Once unlocked, the brand's outsourced platform can route the messages without the SMS being stopped by anti-spam filters.
smsmode© goes one step further in the fight against phishing:
To ensure maximum security for users, and to be proactive in tackling the real problem of SMS phishing, smsmode© has decided to go one step further.
Our finding: the overwhelming majority of SMS phishing attempts use a URL to redirect potential victims to a fraudulent site to capture the information.
smsmodeTo ensure a secure SMS experience for its customers,© has set up additional filters specifically for URLs.
What changes for you, our customers:
Sender ID changes:
Rest assured, personalized transmitters are still part of the smsmode© range.
To continue using your Sender ID, the first step is to have your account/organization validated by our services.
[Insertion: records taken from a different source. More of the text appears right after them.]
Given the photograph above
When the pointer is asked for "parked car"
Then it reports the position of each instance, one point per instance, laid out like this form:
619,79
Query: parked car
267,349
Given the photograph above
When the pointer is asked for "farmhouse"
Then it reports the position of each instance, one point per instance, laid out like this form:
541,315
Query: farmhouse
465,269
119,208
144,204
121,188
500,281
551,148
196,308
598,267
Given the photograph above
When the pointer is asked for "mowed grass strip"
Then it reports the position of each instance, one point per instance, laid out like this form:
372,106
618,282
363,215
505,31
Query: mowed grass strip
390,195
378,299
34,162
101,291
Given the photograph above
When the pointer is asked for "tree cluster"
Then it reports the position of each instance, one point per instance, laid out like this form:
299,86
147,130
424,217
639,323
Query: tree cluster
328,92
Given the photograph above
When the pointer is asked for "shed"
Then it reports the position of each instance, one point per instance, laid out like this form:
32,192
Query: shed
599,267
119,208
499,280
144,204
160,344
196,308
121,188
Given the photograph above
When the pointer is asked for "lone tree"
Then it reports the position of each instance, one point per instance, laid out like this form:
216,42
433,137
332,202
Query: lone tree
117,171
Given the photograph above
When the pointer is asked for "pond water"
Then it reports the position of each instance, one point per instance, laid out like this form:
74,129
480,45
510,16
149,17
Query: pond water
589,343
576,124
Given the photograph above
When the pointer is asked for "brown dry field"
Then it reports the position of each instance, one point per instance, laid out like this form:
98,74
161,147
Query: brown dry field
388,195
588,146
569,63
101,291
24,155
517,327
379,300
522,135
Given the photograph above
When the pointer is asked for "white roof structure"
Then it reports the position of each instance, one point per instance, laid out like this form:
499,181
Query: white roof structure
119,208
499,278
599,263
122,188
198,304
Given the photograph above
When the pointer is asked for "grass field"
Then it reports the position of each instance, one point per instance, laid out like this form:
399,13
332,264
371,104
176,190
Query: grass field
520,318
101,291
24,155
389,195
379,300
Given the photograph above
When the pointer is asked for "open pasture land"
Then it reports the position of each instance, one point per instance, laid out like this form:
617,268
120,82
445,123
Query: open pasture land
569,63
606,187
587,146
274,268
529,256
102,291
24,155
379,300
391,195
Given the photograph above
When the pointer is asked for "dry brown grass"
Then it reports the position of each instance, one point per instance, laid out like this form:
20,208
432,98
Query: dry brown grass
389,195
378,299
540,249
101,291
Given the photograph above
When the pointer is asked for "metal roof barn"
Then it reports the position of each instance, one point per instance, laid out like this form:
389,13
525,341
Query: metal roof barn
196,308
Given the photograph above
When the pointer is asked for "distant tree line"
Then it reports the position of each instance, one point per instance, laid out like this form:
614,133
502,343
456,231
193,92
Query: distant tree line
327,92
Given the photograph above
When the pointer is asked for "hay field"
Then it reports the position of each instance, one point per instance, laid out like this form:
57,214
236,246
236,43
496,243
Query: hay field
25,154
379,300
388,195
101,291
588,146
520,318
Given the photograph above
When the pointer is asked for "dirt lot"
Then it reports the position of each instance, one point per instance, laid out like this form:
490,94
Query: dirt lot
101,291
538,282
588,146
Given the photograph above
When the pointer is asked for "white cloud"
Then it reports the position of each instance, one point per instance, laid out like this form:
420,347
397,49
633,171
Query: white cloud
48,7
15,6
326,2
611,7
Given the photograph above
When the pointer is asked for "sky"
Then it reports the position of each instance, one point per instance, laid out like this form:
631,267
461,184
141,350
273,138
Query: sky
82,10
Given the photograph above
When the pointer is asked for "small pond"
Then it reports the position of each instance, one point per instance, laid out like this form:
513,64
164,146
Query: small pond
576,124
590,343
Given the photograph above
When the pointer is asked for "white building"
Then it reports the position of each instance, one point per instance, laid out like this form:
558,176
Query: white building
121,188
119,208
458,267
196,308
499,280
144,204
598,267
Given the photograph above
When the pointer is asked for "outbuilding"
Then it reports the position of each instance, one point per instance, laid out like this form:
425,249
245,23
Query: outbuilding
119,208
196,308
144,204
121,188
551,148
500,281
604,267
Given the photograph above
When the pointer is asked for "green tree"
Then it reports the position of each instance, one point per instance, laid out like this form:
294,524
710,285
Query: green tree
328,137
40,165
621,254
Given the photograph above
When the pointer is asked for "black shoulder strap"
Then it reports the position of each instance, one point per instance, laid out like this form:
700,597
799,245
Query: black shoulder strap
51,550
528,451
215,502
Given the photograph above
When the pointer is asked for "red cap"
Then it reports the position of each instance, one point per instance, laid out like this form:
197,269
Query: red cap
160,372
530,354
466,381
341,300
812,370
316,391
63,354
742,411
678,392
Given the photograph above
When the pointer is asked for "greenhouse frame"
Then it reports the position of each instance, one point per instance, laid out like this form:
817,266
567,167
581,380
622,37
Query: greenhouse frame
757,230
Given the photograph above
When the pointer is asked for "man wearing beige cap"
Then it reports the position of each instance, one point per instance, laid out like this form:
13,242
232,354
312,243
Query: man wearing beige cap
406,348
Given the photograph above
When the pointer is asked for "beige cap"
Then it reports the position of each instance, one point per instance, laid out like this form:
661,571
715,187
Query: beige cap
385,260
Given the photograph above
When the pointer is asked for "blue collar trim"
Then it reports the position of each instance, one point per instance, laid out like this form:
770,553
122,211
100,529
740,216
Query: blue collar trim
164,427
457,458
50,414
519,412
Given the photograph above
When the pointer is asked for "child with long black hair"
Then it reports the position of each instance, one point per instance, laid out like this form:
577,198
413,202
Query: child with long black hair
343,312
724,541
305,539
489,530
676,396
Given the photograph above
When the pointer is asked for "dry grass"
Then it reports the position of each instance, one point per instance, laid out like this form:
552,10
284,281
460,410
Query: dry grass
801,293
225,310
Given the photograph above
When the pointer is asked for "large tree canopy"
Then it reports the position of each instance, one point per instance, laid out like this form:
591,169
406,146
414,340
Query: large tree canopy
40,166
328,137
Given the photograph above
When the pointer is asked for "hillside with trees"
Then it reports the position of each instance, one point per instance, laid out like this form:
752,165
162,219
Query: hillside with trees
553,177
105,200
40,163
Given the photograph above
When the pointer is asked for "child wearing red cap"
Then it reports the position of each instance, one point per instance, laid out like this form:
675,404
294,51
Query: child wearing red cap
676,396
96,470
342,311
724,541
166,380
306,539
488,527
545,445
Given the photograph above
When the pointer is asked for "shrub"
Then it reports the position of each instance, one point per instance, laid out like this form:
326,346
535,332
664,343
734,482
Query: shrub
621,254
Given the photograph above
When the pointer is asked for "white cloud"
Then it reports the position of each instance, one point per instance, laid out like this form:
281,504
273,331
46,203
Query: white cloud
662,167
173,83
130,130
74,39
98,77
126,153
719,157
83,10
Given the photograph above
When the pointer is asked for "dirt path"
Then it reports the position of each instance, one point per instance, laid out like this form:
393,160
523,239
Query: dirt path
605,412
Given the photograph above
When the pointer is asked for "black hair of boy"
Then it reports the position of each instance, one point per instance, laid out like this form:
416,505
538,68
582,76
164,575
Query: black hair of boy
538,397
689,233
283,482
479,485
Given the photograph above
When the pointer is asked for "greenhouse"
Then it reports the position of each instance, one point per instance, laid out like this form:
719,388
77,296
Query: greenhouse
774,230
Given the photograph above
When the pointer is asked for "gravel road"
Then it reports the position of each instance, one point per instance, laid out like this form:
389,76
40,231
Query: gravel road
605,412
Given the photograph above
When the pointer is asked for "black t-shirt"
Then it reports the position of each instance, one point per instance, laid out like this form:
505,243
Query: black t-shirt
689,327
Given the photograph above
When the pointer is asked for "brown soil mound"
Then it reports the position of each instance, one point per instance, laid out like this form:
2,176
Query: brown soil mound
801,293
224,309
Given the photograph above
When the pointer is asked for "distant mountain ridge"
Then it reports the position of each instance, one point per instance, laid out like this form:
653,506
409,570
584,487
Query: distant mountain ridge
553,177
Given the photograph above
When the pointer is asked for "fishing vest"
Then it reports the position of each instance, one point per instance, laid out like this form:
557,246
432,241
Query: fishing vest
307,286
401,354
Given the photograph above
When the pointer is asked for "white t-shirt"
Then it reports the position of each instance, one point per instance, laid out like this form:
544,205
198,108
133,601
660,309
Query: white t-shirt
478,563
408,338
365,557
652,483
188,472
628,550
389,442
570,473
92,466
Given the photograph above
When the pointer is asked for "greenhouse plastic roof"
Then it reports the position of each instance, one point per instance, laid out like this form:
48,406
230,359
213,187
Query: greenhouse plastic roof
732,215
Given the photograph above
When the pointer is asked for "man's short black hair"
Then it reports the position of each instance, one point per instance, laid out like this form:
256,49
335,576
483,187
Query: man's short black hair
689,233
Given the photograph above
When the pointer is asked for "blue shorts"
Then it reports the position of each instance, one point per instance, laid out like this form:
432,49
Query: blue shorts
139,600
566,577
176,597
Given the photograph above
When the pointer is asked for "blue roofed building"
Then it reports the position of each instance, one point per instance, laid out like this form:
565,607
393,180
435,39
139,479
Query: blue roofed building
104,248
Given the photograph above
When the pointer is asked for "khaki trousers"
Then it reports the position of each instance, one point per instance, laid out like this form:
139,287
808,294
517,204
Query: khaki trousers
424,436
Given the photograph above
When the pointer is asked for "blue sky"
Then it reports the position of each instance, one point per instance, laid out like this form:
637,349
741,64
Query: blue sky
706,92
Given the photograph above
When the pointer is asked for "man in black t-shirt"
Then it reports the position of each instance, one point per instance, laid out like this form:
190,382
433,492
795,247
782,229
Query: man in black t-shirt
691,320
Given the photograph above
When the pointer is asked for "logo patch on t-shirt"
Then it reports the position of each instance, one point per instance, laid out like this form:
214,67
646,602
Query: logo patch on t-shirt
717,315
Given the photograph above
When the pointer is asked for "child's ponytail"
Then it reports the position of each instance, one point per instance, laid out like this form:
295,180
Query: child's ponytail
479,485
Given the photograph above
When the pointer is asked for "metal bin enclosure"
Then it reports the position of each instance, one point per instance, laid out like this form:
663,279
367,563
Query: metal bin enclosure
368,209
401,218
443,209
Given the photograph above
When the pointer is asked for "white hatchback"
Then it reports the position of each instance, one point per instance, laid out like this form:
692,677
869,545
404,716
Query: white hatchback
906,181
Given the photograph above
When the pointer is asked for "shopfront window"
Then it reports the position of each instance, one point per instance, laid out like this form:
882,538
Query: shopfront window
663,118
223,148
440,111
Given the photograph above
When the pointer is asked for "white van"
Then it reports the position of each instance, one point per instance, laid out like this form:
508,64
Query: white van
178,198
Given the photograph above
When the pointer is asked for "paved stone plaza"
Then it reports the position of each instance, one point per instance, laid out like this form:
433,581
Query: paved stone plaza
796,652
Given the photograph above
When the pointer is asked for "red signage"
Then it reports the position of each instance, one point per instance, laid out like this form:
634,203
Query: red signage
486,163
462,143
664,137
You can then provide us with the list of Sender IDs you wish to use for your SMS campaigns.
If you have an organization (a parent account with multiple sub-accounts) and you pass the validation process, all your sub-accounts will be automatically validated.
Once your account is validated, you will be able to use the Sender IDs of your list. If however you send a message with an unknown sender, not included in your list of predefined senders, the message will not be sent and will be in error (visible on your space).
If your account is not validated, you will not be able to customize your Sender ID. If you attempt to do so, your sender will be overwritten and replaced by the default OADC (a shortcode in most cases).
This new mechanism has been added to all our services.
Changes related to URLs:
In order to continue integrating URLS into your campaigns, we invite you to let us know which legitimate URLs you wish to send to France, by sending your list to email@example.com.
All messages containing unverified URLs will be blocked by our platform.
Will these new rules be enough to stop smishing?
These protective measures are useful in protecting the A2P market, as they are able to guarantee that no fraud or scam will pass through a reputable aggregator as smsmode©.
On the other hand, most of the smsishing traffic goes through grey or low-cost routes (via classic SIM cards) where the SMS is sent by a 06 or 07 number, without Sender ID. This type of filtering is therefore not possible.
According to AF2M 98% of smishing attempts reported to 33 700 come from illegal routes (grey route or SIM farm).
On this subject, the ball is in the court of the operators, who must fight against these illegal routes that serve the market. Of course, smsmode© does not use any grey routes.
However, a solution to this problem has already been found by the operators. The dialogue between brands and customers will in the future only take place on numbers starting with 09. A radical solution that should make it possible to draw a definitive line on smishing.
These measures may seem restrictive, but they are truly necessary to (re)build trust within the A2P SMS. Choosing a partner who is committed to fighting fraud, who is directly connected to operators and who does not use any grey routes, is becoming more and more important. The SMS Push market is also moving towards more and more controls on the URLs used to limit the performance of these fraudulent marketing campaigns, so it seems imperative to turn to a partner that allows you to control the senders and be in good standing.